As far as I know, serving up a blowjob without dentures installed is the ONLY real benefit they have.


----------



## Carpe (May 12, 2012)

TheMonogamista said:


> In time, it will feel natural.
> My husband mentioned a while ago that he can't wait til I lose my teeth because he just thinks it will be incredible. At the time, I felt kind of weird about it, but reading all these posts totally makes me feel differently---yeah, it'll be something to look forward to!
> Also, you can feel good that you're doing something for him that nobody else has done for him. That's pretty special! And, I bet, if his friends know, they'd be pretty darn jealous of the ecstatic levels of pleasure he is experiencing with you post-teeth.
> Best of luck!


Yeah, since I first saw this thread the other day, I've also been feeling like I'm looking forward to my wife losing her teeth.


----------



## greeneyedky (Aug 21, 2010)

Lol, we practiced all weekend and with the lights on. He said it was even better that way. I just pushed past what he "could"be thinking and just got down on it so to say. He said also he felt better because now I didn't hurt to give him one and I wasn't scared to hurt him. It was just down right great. Thank goodness for dreary, rainy weekends. ;-)
_Posted via Mobile Device_


----------



## lawlessolpharte (Oct 13, 2012)

I, the guy, am the one with dentures in this marriage. I have gone down on my wife with and without them and she much prefers to be nibbled than gummed:rofl: For some reason I have perfect feeling for how hard I nibble so biting too hard isnt a problem. One thing she wont do now is the tongue play while kissing:scratchhead: but life goes on you know


----------



## bandit.45 (Feb 8, 2012)

Just be careful. If you use an adhesive that's too strong and there is residue on your gums could his crank get glued on? I mean, would you have to go to the emergency room?

That would be akward.
_Posted via Mobile Device_


----------



## I Notice The Details (Sep 15, 2012)

bandit.45 said:


> Just be careful. If you use an adhesive that's too strong and there is residue on your gums could his crank get glued on? I mean, would you have to go to the emergency room?
> 
> That would be akward.
> _Posted via Mobile Device_



.....laughing.....Bandit, that is quite a nice mental picture you have painted above....so hilarious actually that I can't stop laughing.....and my wife is wondering what the hell is so funny...


----------



## bandit.45 (Feb 8, 2012)

Well its a practical question if you think about it.
_Posted via Mobile Device_


----------



## Why Not Be Happy? (Apr 16, 2010)

Bandit is always thinking...


----------



## WorkingOnMe (Mar 17, 2012)

Why the hell would you go to the emergency room? What is there to fix? Lol


----------



## bandit.45 (Feb 8, 2012)

WorkingOnMe said:


> Why the hell would you go to the emergency room? What is there to fix? Lol


It would strike my employers odd if I showed up for work with my woman latched onto my johnson like a sucker fish. 

Just saying.
_Posted via Mobile Device_


----------



## greeneyedky (Aug 21, 2010)

bandit.45 said:


> It would strike my employers odd if I showed up for work with my woman latched onto my johnson like a sucker fish.
> 
> Just saying.
> _Posted via Mobile Device_


Just means you caught you a keeper. Haha. 

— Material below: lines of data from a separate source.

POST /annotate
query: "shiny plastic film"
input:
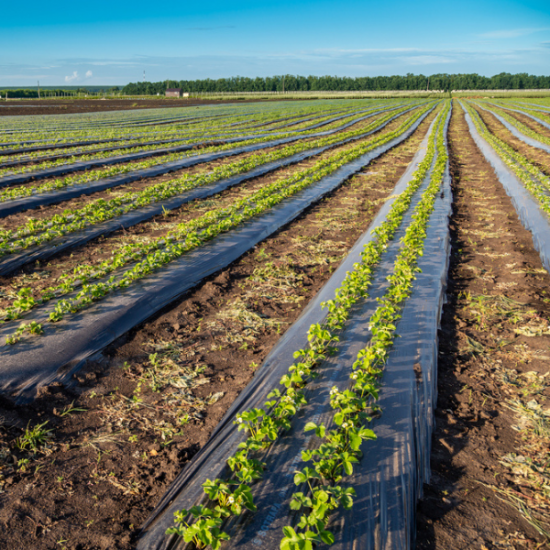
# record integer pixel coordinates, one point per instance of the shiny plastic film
(530, 215)
(66, 345)
(388, 480)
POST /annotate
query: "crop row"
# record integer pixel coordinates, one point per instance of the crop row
(202, 523)
(188, 236)
(213, 124)
(522, 127)
(36, 232)
(534, 180)
(166, 154)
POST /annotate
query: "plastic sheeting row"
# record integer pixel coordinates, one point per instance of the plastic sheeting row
(66, 345)
(28, 203)
(12, 263)
(530, 215)
(389, 479)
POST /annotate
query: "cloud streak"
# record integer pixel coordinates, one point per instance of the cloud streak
(512, 33)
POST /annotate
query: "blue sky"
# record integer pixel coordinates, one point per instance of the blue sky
(109, 42)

If his junk got stuck I would just break suction from gum to teeth then have him soak in warm water. I honestly don't see this happening unless it was some pay back and the person put glue on the out side of the dentures.
_Posted via Mobile Device_


----------



## WENDY 319 (Nov 28, 2013)

I am 23 and have worn dentures since I was 18. My partner absolutely loves BJs "without". I have no problem not wearing my dentures even when going out. I am slim and petite and have a small face which tends to hide my toothless mouth. The first time i gave him head he suggested that I remove my dentures. I now only do it "without"


----------



## mablenc (Feb 26, 2013)

I've done it with braces, you can master anything 
_Posted via Mobile Device_


----------



## samyeagar (May 14, 2012)

I know this is a zombie thread, but what the hell, someone else brought it back up, and I have some experience here.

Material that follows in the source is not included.